A medical patient in Moncton is fighting with authorities over his ability to vaporize medical cannabis while staying in hospital.
Dealing with post-taumatic stress disorder and chronic pain, Michel Arsenault has a prescription for medical cannabis after finding little help from pharmaceutical drugs.
“It’s natural and it’s easy on my lungs and my throat and if I have to be on this medicine then this is the way to go,” Arsenault said.
While staying at Dr. Georges-L-Dumont University Hospital Centre, Arsenault said he was told by staff he was unable to use his vaporizer to medicate inside the hospital, asking him to leave the building if he wanted to vape as smoking was not allowed inside.
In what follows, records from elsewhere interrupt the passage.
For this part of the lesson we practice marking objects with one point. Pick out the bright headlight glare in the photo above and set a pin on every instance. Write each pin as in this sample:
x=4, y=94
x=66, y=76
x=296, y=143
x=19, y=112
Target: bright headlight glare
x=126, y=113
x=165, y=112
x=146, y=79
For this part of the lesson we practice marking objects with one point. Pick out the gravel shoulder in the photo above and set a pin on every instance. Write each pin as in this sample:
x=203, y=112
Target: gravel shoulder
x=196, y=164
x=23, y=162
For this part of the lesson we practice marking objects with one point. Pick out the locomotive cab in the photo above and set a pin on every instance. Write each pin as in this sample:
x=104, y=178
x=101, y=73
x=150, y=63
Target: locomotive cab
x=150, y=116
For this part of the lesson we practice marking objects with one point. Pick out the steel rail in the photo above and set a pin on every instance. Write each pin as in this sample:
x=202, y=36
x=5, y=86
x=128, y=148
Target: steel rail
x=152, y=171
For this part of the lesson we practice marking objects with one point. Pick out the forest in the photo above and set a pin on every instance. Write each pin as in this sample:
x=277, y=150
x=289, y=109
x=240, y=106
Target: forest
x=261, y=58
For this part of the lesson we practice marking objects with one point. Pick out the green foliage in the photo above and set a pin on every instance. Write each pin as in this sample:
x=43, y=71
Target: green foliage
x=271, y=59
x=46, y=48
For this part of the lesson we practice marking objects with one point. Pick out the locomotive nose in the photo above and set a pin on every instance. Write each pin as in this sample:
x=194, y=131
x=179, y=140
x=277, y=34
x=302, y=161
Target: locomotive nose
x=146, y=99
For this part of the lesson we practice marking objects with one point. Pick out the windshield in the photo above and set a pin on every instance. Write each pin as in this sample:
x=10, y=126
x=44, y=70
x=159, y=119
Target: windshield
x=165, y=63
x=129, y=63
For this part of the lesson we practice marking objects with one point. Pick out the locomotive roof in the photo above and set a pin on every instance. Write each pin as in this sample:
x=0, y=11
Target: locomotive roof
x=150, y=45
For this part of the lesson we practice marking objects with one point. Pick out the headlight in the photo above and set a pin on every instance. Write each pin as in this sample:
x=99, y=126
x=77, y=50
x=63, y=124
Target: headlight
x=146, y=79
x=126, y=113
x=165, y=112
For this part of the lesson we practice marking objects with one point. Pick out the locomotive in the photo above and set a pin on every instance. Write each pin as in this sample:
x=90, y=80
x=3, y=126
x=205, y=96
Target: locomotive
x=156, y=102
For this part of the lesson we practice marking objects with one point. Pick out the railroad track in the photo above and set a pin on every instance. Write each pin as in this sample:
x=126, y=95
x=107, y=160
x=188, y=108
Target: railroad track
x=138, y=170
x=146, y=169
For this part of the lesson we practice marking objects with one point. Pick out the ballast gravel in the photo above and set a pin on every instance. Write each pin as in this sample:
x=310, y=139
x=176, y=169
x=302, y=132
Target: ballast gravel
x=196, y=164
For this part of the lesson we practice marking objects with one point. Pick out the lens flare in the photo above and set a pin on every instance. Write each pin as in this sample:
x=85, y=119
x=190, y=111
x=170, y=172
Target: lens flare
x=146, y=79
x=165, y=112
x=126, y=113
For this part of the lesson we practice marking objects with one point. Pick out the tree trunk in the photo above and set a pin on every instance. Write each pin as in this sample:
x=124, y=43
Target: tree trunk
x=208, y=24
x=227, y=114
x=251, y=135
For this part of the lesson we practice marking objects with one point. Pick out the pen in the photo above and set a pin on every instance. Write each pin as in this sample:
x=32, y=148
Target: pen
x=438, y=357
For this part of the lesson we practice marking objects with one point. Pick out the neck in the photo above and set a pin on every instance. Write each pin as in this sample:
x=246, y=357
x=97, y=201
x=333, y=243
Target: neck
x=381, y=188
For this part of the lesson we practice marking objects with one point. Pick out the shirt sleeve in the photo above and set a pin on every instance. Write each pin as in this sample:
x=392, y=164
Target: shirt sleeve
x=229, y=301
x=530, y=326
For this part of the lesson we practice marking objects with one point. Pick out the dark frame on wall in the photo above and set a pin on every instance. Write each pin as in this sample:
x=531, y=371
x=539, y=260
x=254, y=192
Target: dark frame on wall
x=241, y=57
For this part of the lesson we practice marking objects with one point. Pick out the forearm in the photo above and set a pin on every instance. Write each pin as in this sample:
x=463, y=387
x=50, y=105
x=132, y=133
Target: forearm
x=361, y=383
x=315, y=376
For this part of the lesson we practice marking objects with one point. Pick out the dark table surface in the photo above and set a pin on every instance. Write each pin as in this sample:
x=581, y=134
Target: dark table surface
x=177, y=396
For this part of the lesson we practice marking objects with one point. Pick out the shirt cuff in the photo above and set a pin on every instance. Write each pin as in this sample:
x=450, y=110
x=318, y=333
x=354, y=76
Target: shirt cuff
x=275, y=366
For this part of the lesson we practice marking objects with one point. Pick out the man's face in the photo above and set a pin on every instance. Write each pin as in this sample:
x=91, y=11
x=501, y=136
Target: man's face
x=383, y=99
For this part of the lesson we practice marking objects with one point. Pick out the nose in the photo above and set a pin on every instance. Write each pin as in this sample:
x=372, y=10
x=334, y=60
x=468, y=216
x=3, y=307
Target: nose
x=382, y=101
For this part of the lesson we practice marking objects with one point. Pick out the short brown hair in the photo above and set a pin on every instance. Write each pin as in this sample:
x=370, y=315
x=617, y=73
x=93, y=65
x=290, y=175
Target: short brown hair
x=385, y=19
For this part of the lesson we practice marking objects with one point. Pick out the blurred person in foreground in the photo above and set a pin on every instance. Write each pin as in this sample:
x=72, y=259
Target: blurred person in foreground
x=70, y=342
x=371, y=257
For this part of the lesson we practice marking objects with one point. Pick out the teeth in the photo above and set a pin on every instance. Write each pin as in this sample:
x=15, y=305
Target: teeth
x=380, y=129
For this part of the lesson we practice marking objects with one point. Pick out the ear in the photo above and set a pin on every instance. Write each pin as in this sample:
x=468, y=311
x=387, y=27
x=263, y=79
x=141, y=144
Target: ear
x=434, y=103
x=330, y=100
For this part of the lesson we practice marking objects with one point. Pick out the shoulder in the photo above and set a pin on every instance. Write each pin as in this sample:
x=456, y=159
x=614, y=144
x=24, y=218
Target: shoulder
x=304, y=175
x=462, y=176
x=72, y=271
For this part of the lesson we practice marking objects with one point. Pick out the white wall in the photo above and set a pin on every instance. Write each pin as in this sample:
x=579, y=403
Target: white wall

“I said, ‘I agree with that but i’m not smoking, I’m vaping,'” Arsenault said. “There’s no harm to my health, there’s no smell. You should compare apples to apples. There’s no harm to my health, there’s no smell. I don’t know what the problem is.”
Health officials said vaporizer use is barred from their facilities.
“At present, there is no regional policy within Vitalité Health Network allowing for the use of medical marijuana or vaporiser,” said Vitalité Health Network spokesperson Luc Foulem, who added that the “subject is presently under study.”
Horizon Health Network spokesperson Stephanie Neilson said all of the network’s buildings are smoke-free.
“No tobacco products/medical marijuana/herbal products intended to be smoked or heated; smoking devices in any form or e-cigarettes/ENDS are to be used, including inside any vehicle parked on the grounds,” she said, in an email.
Arsenault said New Brunswick hospitals need to take a page from facilities in Quebec, where, in 2014, Sherbrooke University Health Centre allowed medical cannabis use in patients’ rooms with approval of the attending physician.
“They don’t know what it is and they don’t want to learn,” Arsenault said. “It’s time we embrace this as a medicine.”